Scientific classification
- Kingdom: Animalia
- Phylum: Arthropoda
- Clade: Pancrustacea
- Class: Insecta
- Order: Coleoptera
- Suborder: Polyphaga
- Infraorder: Scarabaeiformia
- Family: Scarabaeidae
- Genus: Odontolytes
- Species: O. transversarius
- Binomial name: Odontolytes transversarius (Schmidt, 1909)
- Synonyms: Ataenius transversarius Schmidt, 1909; Euparia bolivari Petrovitz, 1973;

= Odontolytes transversarius =

- Genus: Odontolytes
- Species: transversarius
- Authority: (Schmidt, 1909)
- Synonyms: Ataenius transversarius Schmidt, 1909, Euparia bolivari Petrovitz, 1973

Species of beetle

Odontolytes transversarius is a species of beetle of the family Scarabaeidae.

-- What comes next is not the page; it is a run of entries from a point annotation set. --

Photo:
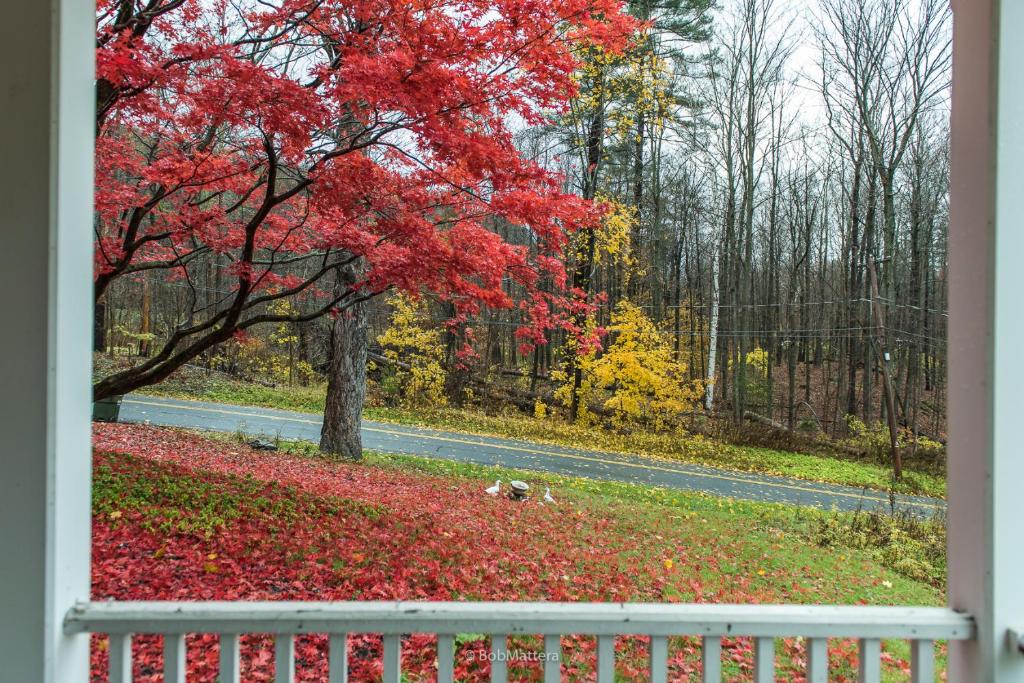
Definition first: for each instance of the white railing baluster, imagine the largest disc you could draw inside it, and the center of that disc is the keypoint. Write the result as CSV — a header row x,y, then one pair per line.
x,y
922,662
605,659
392,658
869,660
120,657
922,627
711,655
230,671
658,659
817,660
284,658
499,663
552,658
337,663
174,657
445,658
764,659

It is found in Bolivia, Brazil (Acre, Mato Grosso, Minas Gerais, Pará, Rondônia, São Paulo), Colombia, Ecuador and Peru.

== Description ==
Adults reach a length of about 4.8–5.2 mm. The body is piceous and the head is densely covered with coarse punctures. The clypeus is sinuate, with a glossy band just before the anterior margin. The pronotum is covered with coarse punctures, with the punctures larger and closer near the lateral margins. The elytra have deep striae and the interstriae are flat.

==Life history==
Specimens have been collected in Pinus caribbea hondurensis stands and tropical rainforests.